Given my place at the opposite end of the political spectrum from the Tea Party, it doesn't hurt my feelings to see them frustrated. But I still feel a little bit of sympathy, as they're going to watch their new reps fail them in myriad ways over the next couple of years. It can't be helped, and it kind of sucks. Oh, well.


  1. I'd start off by having the House pass a bill undoing all the Obamacare exemptions giving out like candy in the last session. I'd like to see President Scary-smart and the Senate vote that down. Why, the campaign slogans practically write themselves.

    The real fireworks will come when the US reaches the debt ceiling, and when the continuing budget resolutions run out. There will be consequences for failing to pass a budget last summer.

  2. 1) "We chipped away at it!!" lacks the rhetorical oomph of "REPEAL," don't you think?

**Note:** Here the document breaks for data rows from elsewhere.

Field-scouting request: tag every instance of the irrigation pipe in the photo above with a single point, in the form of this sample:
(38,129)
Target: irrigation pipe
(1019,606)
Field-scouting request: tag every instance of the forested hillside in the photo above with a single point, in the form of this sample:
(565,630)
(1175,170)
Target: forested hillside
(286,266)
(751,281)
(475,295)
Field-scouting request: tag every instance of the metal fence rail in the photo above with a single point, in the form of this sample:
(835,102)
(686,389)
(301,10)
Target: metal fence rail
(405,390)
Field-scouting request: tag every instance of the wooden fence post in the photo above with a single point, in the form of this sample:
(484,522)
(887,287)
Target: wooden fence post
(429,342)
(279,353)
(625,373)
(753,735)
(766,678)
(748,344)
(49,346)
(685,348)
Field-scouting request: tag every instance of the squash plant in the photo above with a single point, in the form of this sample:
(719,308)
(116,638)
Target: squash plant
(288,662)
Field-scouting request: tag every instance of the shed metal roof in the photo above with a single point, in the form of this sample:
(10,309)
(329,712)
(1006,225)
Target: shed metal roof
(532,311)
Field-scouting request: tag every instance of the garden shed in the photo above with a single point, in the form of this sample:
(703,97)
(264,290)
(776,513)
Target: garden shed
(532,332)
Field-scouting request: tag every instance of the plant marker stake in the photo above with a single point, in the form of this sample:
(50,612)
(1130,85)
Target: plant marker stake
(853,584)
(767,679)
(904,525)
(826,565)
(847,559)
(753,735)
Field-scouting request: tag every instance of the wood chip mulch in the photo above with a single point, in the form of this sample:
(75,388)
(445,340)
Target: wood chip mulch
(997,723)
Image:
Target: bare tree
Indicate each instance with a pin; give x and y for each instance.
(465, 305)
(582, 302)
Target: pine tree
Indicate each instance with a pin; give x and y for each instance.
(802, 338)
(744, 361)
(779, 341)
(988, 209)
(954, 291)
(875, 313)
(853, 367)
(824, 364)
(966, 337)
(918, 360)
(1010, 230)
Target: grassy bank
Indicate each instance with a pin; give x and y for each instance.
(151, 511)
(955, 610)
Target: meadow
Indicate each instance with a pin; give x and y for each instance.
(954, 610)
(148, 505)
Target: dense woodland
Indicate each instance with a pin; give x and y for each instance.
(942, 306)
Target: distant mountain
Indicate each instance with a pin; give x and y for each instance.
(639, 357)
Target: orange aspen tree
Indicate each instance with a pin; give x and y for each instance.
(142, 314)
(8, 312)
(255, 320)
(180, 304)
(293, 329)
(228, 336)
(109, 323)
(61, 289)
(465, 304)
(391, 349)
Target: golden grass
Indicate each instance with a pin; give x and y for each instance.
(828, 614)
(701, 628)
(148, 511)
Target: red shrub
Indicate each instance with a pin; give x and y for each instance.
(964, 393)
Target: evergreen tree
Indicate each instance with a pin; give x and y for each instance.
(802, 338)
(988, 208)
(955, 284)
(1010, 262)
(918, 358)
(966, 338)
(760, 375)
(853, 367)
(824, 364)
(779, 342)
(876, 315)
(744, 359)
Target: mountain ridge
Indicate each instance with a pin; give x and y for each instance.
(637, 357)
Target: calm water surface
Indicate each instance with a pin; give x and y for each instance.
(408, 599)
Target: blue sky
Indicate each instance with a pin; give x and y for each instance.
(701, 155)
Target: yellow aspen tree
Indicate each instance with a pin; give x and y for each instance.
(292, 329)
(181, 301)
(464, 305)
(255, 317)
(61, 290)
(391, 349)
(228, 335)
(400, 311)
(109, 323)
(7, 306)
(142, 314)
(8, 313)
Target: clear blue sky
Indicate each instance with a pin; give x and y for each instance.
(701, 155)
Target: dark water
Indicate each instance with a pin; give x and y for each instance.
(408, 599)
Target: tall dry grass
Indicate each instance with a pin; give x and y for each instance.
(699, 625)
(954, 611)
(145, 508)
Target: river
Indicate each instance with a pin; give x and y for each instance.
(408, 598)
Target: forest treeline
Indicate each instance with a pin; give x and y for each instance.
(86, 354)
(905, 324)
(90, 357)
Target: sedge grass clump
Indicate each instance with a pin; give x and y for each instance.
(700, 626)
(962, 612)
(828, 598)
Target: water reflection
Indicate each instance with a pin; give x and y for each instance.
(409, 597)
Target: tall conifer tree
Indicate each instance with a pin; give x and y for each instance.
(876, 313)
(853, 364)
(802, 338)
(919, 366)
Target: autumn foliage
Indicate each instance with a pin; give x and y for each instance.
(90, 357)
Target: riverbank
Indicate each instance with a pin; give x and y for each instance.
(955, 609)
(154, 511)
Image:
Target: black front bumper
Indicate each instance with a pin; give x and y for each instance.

    2) The House can pass all the bills it wants to. It can re-paper the Library of Congress with all the reams it uses passing bills. Fine by me. Not a single one of them will become law without a similar bill coming out of the (Democratic) Senate or being signed by the (Democratic) President. The House passed all kinds of bills this past session that got watered down in the Senate, and there's no reason to think the GOP will be any more effective when they only control one house.

  3. The House has scheduled a (symbolic, to be sure) vote on a bill to repeal Obamacare. Again, why unions, especially public service unions, ought to be exempted from Jane Q. Public's very excellent federally mandated plan seems to be a good hill for Dems to die on. At least to me.

    I just read this firebreathing speech by a newly elected Tea Party type:

    "...raising America’s debt limit is a sign of leadership failure. It is a sign that the U.S. Government can’t pay its own bills. It is a sign that we now depend on ongoing financial assistance from foreign countries to finance our Government’s reckless fiscal policies."

    And later, this

    "And the cost of our debt is one of the fastest growing expenses in the Federal budget. This rising debt is a hidden domestic enemy, robbing our cities and States of critical investments in infrastructure like bridges, ports, and levees; robbing our families and our children of critical investments in education and health care reform; robbing our seniors of the retirement and health security they have counted on.

    Every dollar we pay in interest is a dollar that is not going to investment in America’s priorities."

    Oh, wait, sorry, my mistake, that was then-Senator Barack Obama, back in 2006 on the floor of the Senate. I guess we can put him down as "present" on the issue of raising the debt ceiling. Or else we find out who kidnapped him and substituted the imposter currently in residence at 1600 Pennsylvania.

    Well, the flip side is, the budget bills start in the House. The Senate and the President won't get any bills to sign that can't make it out of the House.